A company spokesperson said: ‘We sincerely believe that the region’s stable energy industry can be developed in an environmentally and socially responsible manner that is accountable and supports the development and delivery of much-needed economic and social benefits, as well as funding investments in local wildlife and ecological conservation.’
Violent protests have rocked Tunis following the death of a man in police custody.
Last month saw several nights of demonstrations, which began in the working-class districts of Sidi Hassine and Séjoumi, and spread to other neighbourhoods of the Tunisian capital.
Police say a 32-year-old, Ahmed Ben Ammar, died in custody on June 8 after apparently ingesting marijuana. His family have accused the police of beating him to death – an allegation denied by Tunisia’s interior ministry.
In the protests that followed Ammar’s death on June 9, police were filmed beating a young man, who cannot be named. Footage of the assault rapidly went viral and has caused a furore, prompting condemnation from politicians of all stripes.

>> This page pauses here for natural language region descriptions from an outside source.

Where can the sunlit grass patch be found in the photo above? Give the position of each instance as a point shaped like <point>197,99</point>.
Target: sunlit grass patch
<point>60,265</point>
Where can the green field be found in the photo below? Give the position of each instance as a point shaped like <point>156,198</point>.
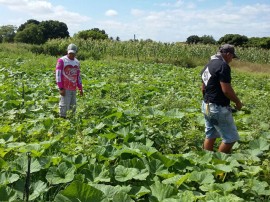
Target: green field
<point>136,136</point>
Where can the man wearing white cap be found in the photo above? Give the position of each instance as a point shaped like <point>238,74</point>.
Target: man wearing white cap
<point>68,79</point>
<point>217,94</point>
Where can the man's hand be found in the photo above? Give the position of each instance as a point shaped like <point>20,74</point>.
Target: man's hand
<point>62,91</point>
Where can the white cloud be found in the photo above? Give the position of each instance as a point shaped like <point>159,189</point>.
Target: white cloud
<point>111,13</point>
<point>137,12</point>
<point>42,10</point>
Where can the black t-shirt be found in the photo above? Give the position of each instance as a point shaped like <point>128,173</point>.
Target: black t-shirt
<point>214,72</point>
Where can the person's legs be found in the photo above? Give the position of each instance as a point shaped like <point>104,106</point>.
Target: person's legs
<point>209,144</point>
<point>225,147</point>
<point>210,131</point>
<point>227,129</point>
<point>64,104</point>
<point>73,102</point>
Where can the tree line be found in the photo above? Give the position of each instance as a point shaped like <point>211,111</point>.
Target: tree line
<point>35,32</point>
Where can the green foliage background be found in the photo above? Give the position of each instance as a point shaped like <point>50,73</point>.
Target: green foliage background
<point>136,136</point>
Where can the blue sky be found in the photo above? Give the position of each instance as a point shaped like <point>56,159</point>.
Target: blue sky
<point>159,20</point>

Tunisia’s president, Kais Saied, visited Sidi Hassine to express his anger over the brutality. The interior ministry, which has responsibility for the police, has said that any violations are perpetrated by individual officers and do not represent a systemic policy. The ministry said it had launched a programme to reform the security apparatus years ago.
But human rights groups, activists and people living in areas where protests are taking place say Tunisia’s police force is characterised by an endemic culture of violence that has not changed since the 2011 revolution that overthrew Zine al-Abidine Ben Ali’s repressive regime.
‘The police here are dogs,’ said 33-year-old Mongi, who said he knew both the man who had died and the one who was beaten. He told the Guardian: ‘They’re different than they are in the richer areas. They’ve gotten worse since the revolution. Now they have less money, so they take it from the people.’
Tunisia has suffered ongoing unrest this year. During January protests, police arrested more than 2,000 people, most of them younger people from the poorer neighbourhoods of Tunis. Human rights organisations said that hundreds were subjected to ill treatment and torture.
Rights groups such as the World Organisation Against Torture (OMCT), have exerted pressure upon magistrates and lawyers involved in cases of alleged police abuse, and victims and witnesses have been threatened. Legal grievances launched in response to alleged transgressions are either ignored or disappear within the bureaucracy of the state, rights groups say.
The European Union (EU) has announced it is in the process of removing financial restrictions on Burundi.
The EU suspended direct financial support to the Burundian government over human rights violations, following the unrest that followed the failed coup of 2015. Since 2020, under current President Evariste Ndayishimiye, Burundi has made efforts to restore rights and foreign relations, and had approached the EU to lift the ban.
Burundi’s president received the good news when he met the EU delegates last month in the political capital, Gitega. The EU's representative in Burundi, Claude Bochu, told BBC News that this was ‘a starting process to lift the ban on Burundi’.
However, rights groups last month wrote to the EU deploring ‘widespread impunity for past and ongoing serious human rights violations’ in the country.